I have been writing about nature—really more about “place,” which is the intersection of the human story with the landscape—in the Driftless region of the Upper Mississippi Valley for quite a few years now. I have lived nearly all of my 50-some-ish years in Dubuque, except for a few years not far down the road in graduate school at the University of Iowa and a semester teaching abroad in Dublin.
So what brings me to Ireland again, for nine weeks of nature writing? With a semester abroad, nine weeks now, and a few other vacations and school-related visits, I will have “lived” in Ireland for about seven months, total.

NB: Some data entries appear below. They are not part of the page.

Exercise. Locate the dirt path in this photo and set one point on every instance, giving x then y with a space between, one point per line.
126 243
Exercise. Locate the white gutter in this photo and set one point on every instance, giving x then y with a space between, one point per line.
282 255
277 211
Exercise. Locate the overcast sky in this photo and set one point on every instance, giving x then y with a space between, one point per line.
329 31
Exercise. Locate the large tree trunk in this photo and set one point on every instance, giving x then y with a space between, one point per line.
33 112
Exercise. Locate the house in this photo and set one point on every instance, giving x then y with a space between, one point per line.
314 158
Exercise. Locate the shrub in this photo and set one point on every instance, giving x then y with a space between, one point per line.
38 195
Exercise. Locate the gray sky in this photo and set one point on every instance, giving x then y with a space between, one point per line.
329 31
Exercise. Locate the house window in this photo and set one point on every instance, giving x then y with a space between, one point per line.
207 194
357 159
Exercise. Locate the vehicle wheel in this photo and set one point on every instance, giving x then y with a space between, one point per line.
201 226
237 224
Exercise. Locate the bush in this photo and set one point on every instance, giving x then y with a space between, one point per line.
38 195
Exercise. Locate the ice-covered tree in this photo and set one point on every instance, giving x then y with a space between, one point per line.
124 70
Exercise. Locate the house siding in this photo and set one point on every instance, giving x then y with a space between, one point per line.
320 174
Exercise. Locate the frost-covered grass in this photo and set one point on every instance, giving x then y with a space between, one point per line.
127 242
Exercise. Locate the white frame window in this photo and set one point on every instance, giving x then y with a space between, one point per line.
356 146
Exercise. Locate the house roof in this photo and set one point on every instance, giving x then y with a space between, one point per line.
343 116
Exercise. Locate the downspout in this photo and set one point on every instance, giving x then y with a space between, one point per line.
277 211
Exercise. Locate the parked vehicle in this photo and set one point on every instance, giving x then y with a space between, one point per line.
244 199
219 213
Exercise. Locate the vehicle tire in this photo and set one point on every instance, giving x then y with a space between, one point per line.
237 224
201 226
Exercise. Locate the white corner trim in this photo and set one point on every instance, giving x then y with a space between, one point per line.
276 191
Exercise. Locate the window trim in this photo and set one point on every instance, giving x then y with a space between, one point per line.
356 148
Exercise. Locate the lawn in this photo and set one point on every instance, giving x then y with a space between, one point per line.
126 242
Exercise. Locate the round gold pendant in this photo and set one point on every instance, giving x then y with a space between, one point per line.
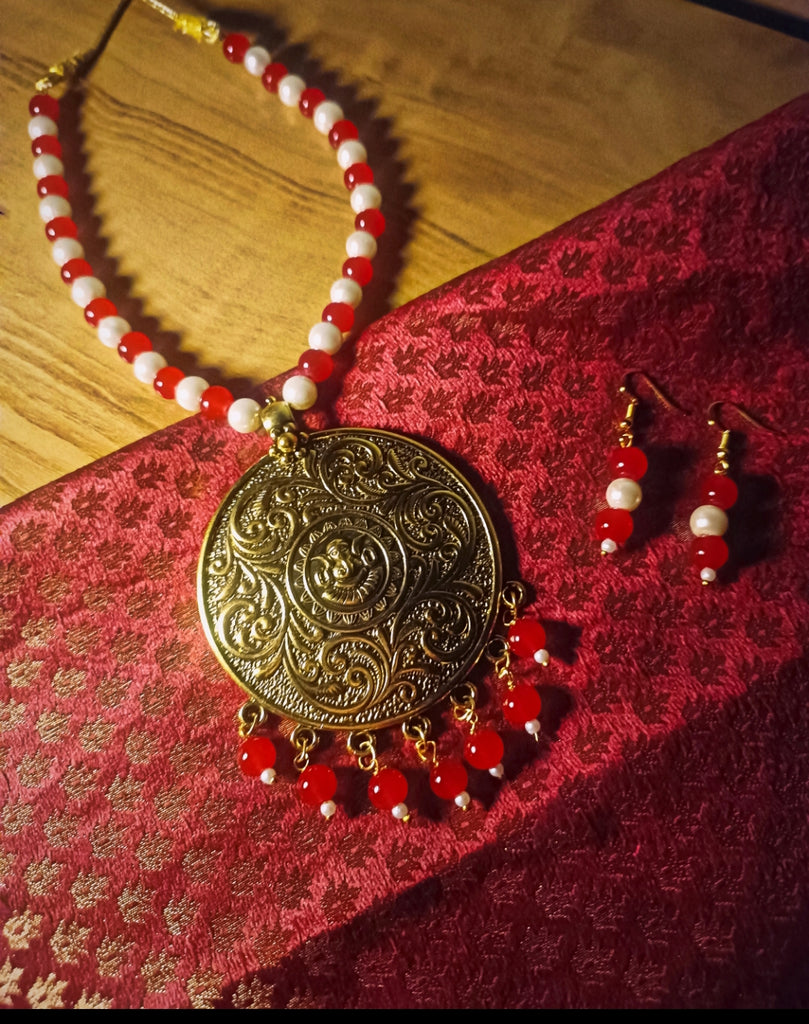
352 584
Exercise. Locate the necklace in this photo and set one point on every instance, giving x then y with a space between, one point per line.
351 579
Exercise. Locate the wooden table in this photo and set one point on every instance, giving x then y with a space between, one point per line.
217 218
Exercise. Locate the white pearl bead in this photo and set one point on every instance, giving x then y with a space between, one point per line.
351 152
84 290
112 330
624 494
327 115
327 337
256 60
346 291
362 244
53 206
46 165
300 392
708 520
244 416
188 392
366 197
146 366
41 125
290 89
65 249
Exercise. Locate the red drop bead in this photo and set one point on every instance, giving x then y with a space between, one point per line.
235 47
387 788
74 269
448 778
357 174
525 637
613 524
341 131
719 489
215 401
310 98
166 381
630 462
709 552
43 104
97 309
484 750
316 783
46 144
359 269
60 227
256 754
370 220
271 75
339 313
132 344
521 705
315 365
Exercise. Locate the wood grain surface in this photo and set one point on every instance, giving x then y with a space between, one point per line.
217 218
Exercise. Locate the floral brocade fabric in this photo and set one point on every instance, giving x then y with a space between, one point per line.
651 850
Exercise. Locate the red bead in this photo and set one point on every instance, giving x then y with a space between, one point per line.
448 778
525 637
370 220
215 401
357 174
256 754
719 489
709 552
60 227
132 344
341 131
339 313
359 269
166 381
631 463
310 98
387 788
484 750
613 524
52 184
235 47
74 269
44 105
46 144
315 365
272 74
97 309
521 705
316 783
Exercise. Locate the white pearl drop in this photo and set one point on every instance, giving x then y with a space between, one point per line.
188 392
244 416
112 330
53 206
327 115
146 366
256 60
300 392
366 197
290 89
65 249
624 494
362 244
346 291
84 290
46 165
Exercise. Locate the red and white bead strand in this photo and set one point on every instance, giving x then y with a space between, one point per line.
326 338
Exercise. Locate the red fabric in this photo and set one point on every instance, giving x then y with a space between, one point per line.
651 851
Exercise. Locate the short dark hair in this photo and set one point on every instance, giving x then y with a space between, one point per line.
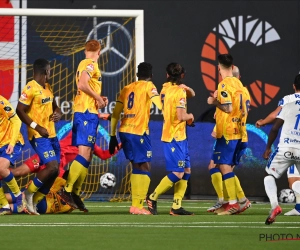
40 66
297 82
144 70
225 60
175 70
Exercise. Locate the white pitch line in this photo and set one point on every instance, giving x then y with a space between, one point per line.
141 226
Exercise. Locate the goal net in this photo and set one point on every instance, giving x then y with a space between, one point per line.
59 36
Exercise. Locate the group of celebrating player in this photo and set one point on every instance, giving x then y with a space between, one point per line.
55 190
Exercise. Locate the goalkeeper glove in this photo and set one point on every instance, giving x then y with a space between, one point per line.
113 144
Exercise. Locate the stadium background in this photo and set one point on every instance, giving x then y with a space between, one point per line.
264 41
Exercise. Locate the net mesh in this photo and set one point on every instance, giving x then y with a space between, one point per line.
61 41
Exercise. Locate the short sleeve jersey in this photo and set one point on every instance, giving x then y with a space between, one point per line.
136 100
230 91
290 135
6 130
83 101
173 97
39 100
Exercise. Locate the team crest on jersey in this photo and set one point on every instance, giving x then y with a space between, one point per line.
7 109
23 97
46 155
154 91
224 94
181 164
90 67
182 101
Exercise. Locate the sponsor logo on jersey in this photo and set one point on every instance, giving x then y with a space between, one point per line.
290 155
45 100
90 67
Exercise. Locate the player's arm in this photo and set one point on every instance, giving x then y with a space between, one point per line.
8 111
22 110
115 117
272 136
83 85
227 107
56 112
269 119
189 91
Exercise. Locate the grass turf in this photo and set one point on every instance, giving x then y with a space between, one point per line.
109 225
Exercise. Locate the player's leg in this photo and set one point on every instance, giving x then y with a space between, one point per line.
84 133
294 177
181 186
49 152
175 165
8 178
138 150
276 166
224 156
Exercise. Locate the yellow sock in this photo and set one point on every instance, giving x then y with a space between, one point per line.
13 185
3 200
142 189
37 197
229 181
239 191
216 180
164 185
78 184
179 191
225 193
76 169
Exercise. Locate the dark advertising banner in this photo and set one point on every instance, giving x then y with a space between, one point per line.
262 36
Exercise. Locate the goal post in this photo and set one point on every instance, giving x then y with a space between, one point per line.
59 35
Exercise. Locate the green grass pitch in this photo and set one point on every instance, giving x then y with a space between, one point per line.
108 225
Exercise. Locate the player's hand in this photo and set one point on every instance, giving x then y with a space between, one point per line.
213 134
56 115
100 103
210 100
113 144
42 131
10 149
259 123
105 99
267 153
215 95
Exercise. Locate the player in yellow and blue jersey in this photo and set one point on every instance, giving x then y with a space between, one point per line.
11 143
85 121
229 114
38 110
135 101
174 141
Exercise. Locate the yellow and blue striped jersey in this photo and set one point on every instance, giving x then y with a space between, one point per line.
6 129
136 100
39 100
82 100
230 91
173 97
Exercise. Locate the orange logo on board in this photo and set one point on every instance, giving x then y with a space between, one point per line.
221 40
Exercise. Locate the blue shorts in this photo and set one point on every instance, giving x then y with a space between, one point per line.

Not enough to make me an expert about the land, but more than a vacationer, I hope.
Even so, my goal is not to feign an expertise about Ireland, but to bring back fresh eyes with which to view my own home landscape. And to sharpen my sense that all land is spiritual, all land is sacred.

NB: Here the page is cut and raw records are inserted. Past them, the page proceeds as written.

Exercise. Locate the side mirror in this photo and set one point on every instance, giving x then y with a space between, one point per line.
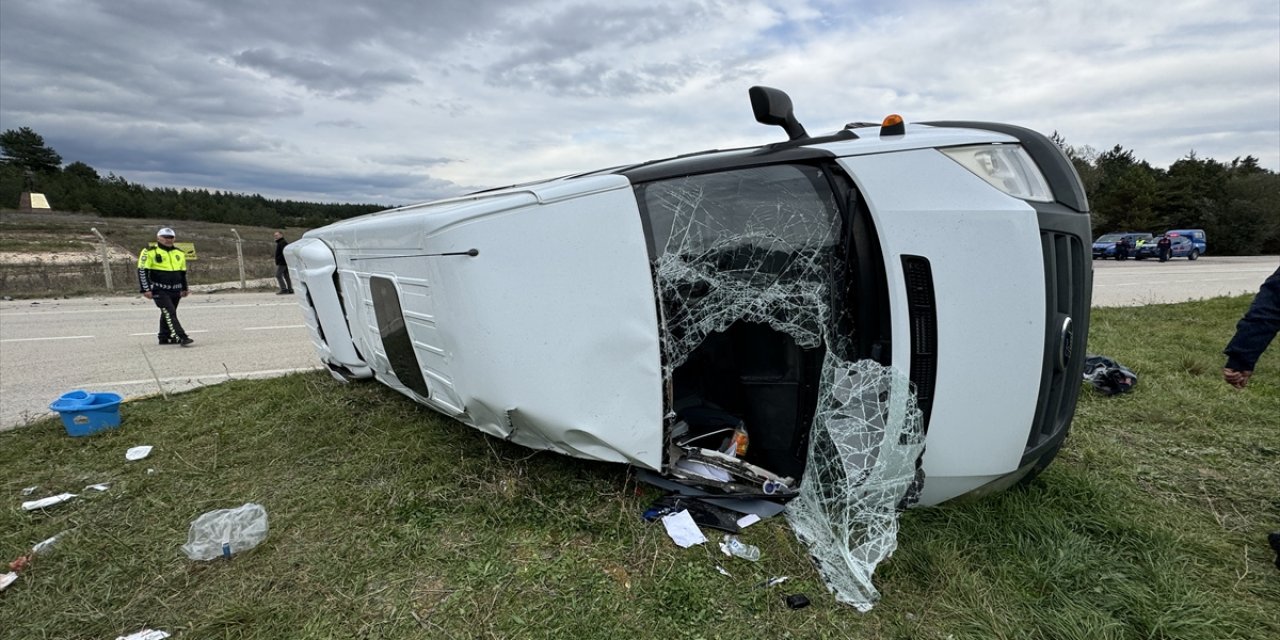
773 106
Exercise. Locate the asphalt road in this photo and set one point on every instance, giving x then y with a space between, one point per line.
49 347
108 344
1134 283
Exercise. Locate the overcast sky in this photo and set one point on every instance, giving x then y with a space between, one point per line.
397 101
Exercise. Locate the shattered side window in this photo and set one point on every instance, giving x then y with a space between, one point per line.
764 245
394 333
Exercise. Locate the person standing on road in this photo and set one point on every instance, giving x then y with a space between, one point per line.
1253 333
1123 248
282 268
163 279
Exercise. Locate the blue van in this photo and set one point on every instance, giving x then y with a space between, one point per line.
1196 236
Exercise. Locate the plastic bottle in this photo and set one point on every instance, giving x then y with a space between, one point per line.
732 545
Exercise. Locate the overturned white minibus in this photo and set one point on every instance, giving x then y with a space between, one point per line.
695 315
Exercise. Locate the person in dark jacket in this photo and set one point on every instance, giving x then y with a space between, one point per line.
1253 333
282 268
163 279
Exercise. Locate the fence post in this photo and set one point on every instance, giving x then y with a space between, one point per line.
240 256
106 263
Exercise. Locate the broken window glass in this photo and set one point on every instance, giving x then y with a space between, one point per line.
763 246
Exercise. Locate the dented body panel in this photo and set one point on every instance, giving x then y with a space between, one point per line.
604 315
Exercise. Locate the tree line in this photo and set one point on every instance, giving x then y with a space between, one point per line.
28 164
1237 202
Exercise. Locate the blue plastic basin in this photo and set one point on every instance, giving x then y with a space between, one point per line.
87 414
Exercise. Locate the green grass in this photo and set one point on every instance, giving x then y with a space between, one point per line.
388 521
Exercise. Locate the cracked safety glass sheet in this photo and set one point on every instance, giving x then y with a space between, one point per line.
867 438
754 245
762 245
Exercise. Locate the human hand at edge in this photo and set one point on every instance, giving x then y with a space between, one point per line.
1237 379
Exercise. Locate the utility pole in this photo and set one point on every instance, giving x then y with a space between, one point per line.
106 264
240 256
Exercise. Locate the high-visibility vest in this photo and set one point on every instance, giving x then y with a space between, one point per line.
159 259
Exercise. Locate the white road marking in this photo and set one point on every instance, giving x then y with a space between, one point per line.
201 378
149 309
58 338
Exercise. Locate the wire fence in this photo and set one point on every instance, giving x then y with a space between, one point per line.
48 278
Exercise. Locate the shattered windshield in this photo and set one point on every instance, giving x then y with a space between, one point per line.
764 246
757 245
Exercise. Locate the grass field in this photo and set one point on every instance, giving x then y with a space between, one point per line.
55 254
388 521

Now, Ireland does not look like the Midwest Driftless region. Once in a while you hear non-native Americans say that their European ancestors—Irish, German, Swedes, you name it—“chose” to settle in this or that landscape because it reminded them of home. For the most part, that’s wishful thinking.
Ireland, while sharing the Driftless’ summer green, is a land of immense stretches of water-soaked bog and stony sea-side mountains. In the interior plains you’ll find, perhaps the closest visual similarities, but the farms support more sheep and cattle grazing rather than grain production, at least by way of comparison.

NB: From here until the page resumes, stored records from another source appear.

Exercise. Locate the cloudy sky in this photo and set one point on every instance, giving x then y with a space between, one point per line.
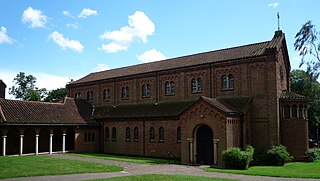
57 41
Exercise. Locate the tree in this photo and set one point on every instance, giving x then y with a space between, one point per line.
305 84
24 88
308 44
56 95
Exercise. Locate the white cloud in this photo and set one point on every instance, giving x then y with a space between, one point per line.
87 12
35 18
151 56
4 38
273 5
140 27
101 67
65 43
44 80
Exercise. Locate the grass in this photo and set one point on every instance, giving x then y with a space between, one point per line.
155 177
291 170
26 166
131 159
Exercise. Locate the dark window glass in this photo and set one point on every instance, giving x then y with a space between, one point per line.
152 134
136 133
114 134
161 134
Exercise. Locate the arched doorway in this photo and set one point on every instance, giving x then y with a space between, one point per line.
29 141
44 136
70 139
204 142
13 142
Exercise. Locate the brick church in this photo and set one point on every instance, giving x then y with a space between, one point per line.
192 107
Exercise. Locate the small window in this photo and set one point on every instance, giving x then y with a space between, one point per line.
227 82
230 81
146 90
127 134
125 92
161 134
114 134
136 134
152 134
106 94
179 134
106 130
294 112
90 96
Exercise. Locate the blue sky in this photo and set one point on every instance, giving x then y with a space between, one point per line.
57 41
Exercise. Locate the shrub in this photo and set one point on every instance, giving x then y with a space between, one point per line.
313 154
234 158
278 156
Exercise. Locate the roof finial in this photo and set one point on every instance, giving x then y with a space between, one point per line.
278 15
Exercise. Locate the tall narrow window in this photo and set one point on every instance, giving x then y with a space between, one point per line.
106 132
224 82
146 90
231 81
127 134
227 82
152 134
179 134
161 134
106 94
136 134
125 92
193 85
114 134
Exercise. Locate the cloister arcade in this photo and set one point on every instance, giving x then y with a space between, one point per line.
35 140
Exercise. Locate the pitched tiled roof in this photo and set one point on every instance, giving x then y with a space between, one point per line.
235 53
150 110
237 103
29 112
285 94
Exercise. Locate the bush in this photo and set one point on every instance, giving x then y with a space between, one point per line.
278 156
313 154
234 158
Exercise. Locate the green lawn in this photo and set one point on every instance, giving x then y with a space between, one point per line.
155 177
132 159
25 166
291 170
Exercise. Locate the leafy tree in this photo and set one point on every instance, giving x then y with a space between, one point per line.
308 44
305 84
24 88
56 95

The similarities, for me, lie in what the landscapes evoke. I’ll give you one such example. Spiritual landscape, it seems to me, retains the story of those who have lived on the land and sometimes died there. In Ireland I once bicycled out into the Wicklow Mountains well before “tourist season.” I had the mountain roads all to myself. I was a little spooked by the isolation—I had tire-changing gear with me, but the process isn’t fool-proof, and I’d have a long walk back to Dublin if anything went wrong.
As I cycled the Military Road—so-named because the British built the road to patrol for Irish rebels through the centuries—I spied from the corner of my eye a small monument partway up a mountain side with a walkway leading to it. Out of curiosity I dropped my bike and walked up the monument, only to find that it was a memorial to a republican IRA member whose murdered body had been found on that spot in 1923. A victim of the Irish Civil War. (I later found out that he had been present in the GPO in the 1916 Easter Rising.)
His story was steeped in that place. Yet his story was named and memorialized. No less present were the stories of all those unnamed rebels, high-mountain sheep farmers, pilgrimaging Celts, and ancient Neolithic farmers who inhabited, traversed, or entered the land before him.
I feel much the same in many places in the Driftless Land. About two hours north of Dubuque on the Mississippi River, halfway between Prairie du Chien and La Crosse, is the site of the Black Hawk War massacre. In 1832 Black Hawk had unsuccessfully led a band of Sauk men, women, children, and elderly to re-occupy their old home in Saukenuk (presently Rock Island) from which they’d been forcibly removed. When “promised” reinforcements from other tribes had not materialized, Black Hawk tried to surrender, but that too went afoul when the military mistook the surrender for an ambush. Several battles and skirmishes ensued, but for the most part the Black Hawk “war” was a chase, with the military nearly always a day behind. Now on the run from for over 500 miles and four months, the Sauk were starving and far north of their home. They tried to return across the Mississippi River to where they’d been “removed,” but the military caught up with them at the river. Army personnel and militia fired at the Sauk from shore and from a steamboat as they attempted to swim the river. Some women had children on their backs, and they too were shot and killed.
Out of 1500 Sauk who began the journey, only 150 survived.
You cannot visit that place without feeling the story of what transpired there.
But this brings me back to the original question: Why Ireland and why the Driftless? This could be said of anywhere, right, that the land retains the stories of the people who lived and died there. It could be said of Alabama and Spain for that matter. And that is actually my point. The Driftless is my home landscape, and Ireland my “adopted” one. I won’t claim expertise about the Irish landscape, but by learning about it at more than at just a vacationer’s level I can bring home fresh eyes with which to know my own landscape.
And when we stitch together landscape to landscape, place to place, and story to story, when we begin to understand that the land is spiritual, is sacred, then all of our landscapes become stitched together, and it becomes harder for us to tear them apart.
So that is why I am here.
As I finish this “background” blog entry, I want to thank several individuals and groups: The anonymous Loras College alum and donor who has made the O’Connor Chair for Catholic Thought available to me and my colleagues before me; Loras College President Jim Collins and the rest of the administration who have been supportive in this quest of mine; my colleagues in the Language & Literature Division at Loras who have willingly picked up my duties while I’m away; and mostly to my family and especially my wife Dianne who lovingly embraced my project even as it sent me to Ireland, again, without her.
Oh, and thank you to Skype and email, too!